At the same time, a recent prospective, cohort study including 61 patients with CD from five centers showed only an incremental increase in the diagnostic accuracy when performing eCLE after chromoendoscopy compared to chromoendoscopy alone while the dysplasia rate was generally low in this study (67).
Overall, these aforementioned studies reliably indicate that CLE allows to assess the microscopic degree of inflammation in patients with IBD and thereby enables real-time in vivo histology. Importantly, the microscopic evaluation of mucosal inflammation is a central aspect for the assessment of mucosal healing, which serves as an important prognostic and therapeutic parameter in IBD patients (3). Hence, in order to facilitate and optimize both the medical therapy as well as the dysplasia and cancer surveillance of IBD patients, develop into a widely used diagnostic modality in the near future. Further, cumulating evidence suggesting that the evaluation of the intestinal barrier by CLE can to be used prospectively identify patients that are under risk of experiencing a disease flare and therefore enables a risk-tailored patient care.

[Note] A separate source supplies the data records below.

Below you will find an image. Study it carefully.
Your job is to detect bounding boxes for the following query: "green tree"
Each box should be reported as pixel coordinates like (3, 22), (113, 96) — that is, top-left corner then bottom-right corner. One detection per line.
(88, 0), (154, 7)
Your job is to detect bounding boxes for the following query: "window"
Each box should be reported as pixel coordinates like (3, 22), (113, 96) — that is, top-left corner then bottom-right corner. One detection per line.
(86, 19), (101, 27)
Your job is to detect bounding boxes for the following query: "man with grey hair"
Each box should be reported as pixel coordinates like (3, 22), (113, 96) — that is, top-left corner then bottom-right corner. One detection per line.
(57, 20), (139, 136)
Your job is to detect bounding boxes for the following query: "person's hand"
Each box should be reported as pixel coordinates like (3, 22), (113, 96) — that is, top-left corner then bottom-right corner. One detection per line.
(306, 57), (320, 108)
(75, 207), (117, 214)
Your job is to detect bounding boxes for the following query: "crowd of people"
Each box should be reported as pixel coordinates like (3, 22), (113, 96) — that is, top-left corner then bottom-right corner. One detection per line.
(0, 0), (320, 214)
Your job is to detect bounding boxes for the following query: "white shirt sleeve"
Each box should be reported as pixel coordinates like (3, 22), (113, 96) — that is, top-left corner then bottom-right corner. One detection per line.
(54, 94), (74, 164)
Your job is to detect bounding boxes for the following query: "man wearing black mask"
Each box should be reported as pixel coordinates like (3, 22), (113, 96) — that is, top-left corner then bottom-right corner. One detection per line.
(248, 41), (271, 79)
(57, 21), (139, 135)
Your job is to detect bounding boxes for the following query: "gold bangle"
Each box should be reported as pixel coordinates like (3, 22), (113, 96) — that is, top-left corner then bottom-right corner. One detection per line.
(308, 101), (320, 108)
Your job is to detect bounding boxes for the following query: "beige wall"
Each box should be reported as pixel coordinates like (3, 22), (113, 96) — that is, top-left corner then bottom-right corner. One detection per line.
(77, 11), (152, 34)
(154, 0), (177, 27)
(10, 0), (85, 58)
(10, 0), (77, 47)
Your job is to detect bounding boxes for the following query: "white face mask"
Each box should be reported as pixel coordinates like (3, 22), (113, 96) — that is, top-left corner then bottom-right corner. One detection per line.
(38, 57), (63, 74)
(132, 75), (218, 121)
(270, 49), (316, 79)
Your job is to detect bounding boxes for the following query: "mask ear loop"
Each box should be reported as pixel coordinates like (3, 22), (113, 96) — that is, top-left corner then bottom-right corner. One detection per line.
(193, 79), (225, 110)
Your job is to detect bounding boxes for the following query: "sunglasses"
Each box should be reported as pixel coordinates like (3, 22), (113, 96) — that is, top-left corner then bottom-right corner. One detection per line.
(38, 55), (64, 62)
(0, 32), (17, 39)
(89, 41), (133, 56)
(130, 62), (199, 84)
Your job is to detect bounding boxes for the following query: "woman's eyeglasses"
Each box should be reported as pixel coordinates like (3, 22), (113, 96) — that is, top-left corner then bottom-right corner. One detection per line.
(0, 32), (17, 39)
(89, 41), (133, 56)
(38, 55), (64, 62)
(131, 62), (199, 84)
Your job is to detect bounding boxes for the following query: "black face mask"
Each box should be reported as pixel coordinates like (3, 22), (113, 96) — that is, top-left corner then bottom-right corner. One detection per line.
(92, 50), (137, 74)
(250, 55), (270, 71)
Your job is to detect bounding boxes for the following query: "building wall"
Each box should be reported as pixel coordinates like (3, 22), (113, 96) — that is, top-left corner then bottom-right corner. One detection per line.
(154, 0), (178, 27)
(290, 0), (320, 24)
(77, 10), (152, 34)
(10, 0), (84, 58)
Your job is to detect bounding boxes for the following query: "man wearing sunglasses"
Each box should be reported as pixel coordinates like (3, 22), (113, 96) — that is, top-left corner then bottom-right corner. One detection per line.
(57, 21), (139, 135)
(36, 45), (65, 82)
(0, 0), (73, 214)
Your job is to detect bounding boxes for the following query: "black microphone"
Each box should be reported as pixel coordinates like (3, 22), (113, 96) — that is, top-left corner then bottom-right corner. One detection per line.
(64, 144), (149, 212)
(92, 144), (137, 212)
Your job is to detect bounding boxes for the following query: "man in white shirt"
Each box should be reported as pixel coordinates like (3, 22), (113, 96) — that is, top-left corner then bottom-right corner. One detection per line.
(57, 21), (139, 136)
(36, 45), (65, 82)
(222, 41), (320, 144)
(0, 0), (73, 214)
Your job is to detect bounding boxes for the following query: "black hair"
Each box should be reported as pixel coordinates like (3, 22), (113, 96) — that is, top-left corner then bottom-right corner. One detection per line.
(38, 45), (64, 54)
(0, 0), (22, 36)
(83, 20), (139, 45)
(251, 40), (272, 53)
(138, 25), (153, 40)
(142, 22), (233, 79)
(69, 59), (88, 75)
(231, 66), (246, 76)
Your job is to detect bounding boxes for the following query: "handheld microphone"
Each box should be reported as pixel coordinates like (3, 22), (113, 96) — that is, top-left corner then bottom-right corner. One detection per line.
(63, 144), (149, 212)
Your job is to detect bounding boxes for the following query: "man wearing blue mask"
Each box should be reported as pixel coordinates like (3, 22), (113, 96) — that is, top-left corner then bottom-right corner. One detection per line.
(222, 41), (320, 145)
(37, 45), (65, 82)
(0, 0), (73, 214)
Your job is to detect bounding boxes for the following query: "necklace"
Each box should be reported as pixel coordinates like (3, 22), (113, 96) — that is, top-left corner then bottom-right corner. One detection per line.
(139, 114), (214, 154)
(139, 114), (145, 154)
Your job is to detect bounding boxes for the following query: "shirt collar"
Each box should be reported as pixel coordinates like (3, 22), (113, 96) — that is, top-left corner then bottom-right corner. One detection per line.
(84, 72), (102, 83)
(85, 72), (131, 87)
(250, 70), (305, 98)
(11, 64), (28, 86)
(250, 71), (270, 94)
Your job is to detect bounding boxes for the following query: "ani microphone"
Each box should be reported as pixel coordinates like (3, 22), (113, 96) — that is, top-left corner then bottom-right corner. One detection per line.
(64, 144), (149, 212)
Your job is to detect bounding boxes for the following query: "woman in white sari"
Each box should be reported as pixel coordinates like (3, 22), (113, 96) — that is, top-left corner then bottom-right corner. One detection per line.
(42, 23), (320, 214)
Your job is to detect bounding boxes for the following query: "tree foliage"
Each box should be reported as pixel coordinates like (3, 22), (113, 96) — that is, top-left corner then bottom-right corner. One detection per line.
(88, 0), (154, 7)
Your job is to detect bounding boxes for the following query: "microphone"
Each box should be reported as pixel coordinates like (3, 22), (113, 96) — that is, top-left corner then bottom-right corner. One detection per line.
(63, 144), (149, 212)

Molecular Imaging of Gut Inflammation and Prediction of Therapeutic Response
As discussed above, the field of gastrointestinal endoscopy has experienced a rapid technological development in recent years, leading to advanced imaging methods that enhance the visibility of mucosal structures and mucosal inflammation. Nevertheless, there is still the unmet clinical need for better visualization of specific mucosal lesions. This necessity is especially evident in the detection of precancerous lesions in cancer surveillance. The sensitivity of the aforementioned endoscopic methods is limited by their reliance to solely detect structural alterations, which can often be minuscule, making them impossible for the detection on the anatomical level. The identification of mucosal lesions could be markedly improved by the visualization and characterization of biological processes that occur at the cellular level, which would add a major new dimension to our current diagnostic possibilities. Imaging of certain biological properties could enable the detection of otherwise not identifiable lesions (68–72).
Endoscopic molecular imaging is based on in vivo visualization of disease-specific perturbations at the molecular level. This approach aims to not only broaden our diagnostic capabilities but also provides novel insights into the pathogenesis of various diseases of the digestive tract.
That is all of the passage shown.